Zur Person: Stephan Schmitter
Stephan Schmitter ist Head of Audio der Mediengruppe RTL Deutschland und CEO von RTL Radio Deutschland mit Sitz in Berlin, der größten privaten Radiogruppe in Deutschland. Er studierte in München Kommunikations-, Theater- und Politikwissenschaften. 1996 begann er seine Laufbahn im Radiogeschäft: Zunächst acht Jahre bei Radio Gong 96,3 in München unter anderem als Programmdirektor und Moderator der Morgensendung.
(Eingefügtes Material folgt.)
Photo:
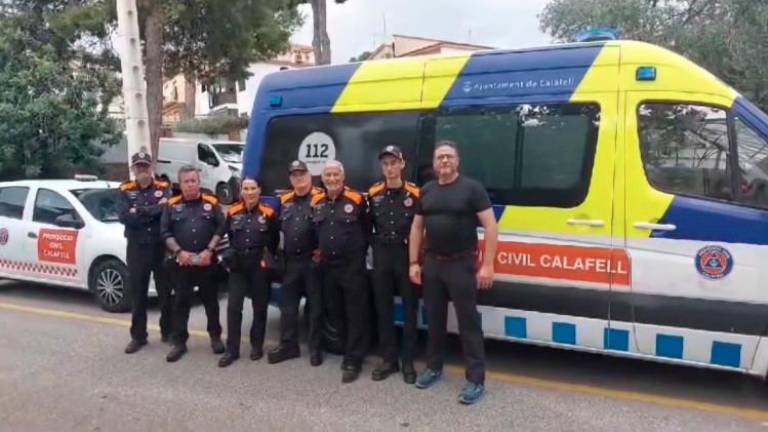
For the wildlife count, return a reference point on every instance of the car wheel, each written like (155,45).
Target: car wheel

Seit 2007 ist er Geschäftsführer der RTL Radio Center Berlin GmbH – der Muttergesellschaft der Stationen 104.6 RTL, 105’5 Spreeradio, the wave – relaxing radio, und der RTL Radiovermarktung – sowie der Skyline Medien GmbH (93,6 JAM FM). 2018 wurde er zum CEO von RTL Radio Deutschland bestellt, im Mai 2019 zum Head of Audio der Mediengruppe RTL Deutschland und zum Geschäftsführer der Audio Alliance GmbH. Er ist Mitglied des Boards der Bertelsmann Content Alliance.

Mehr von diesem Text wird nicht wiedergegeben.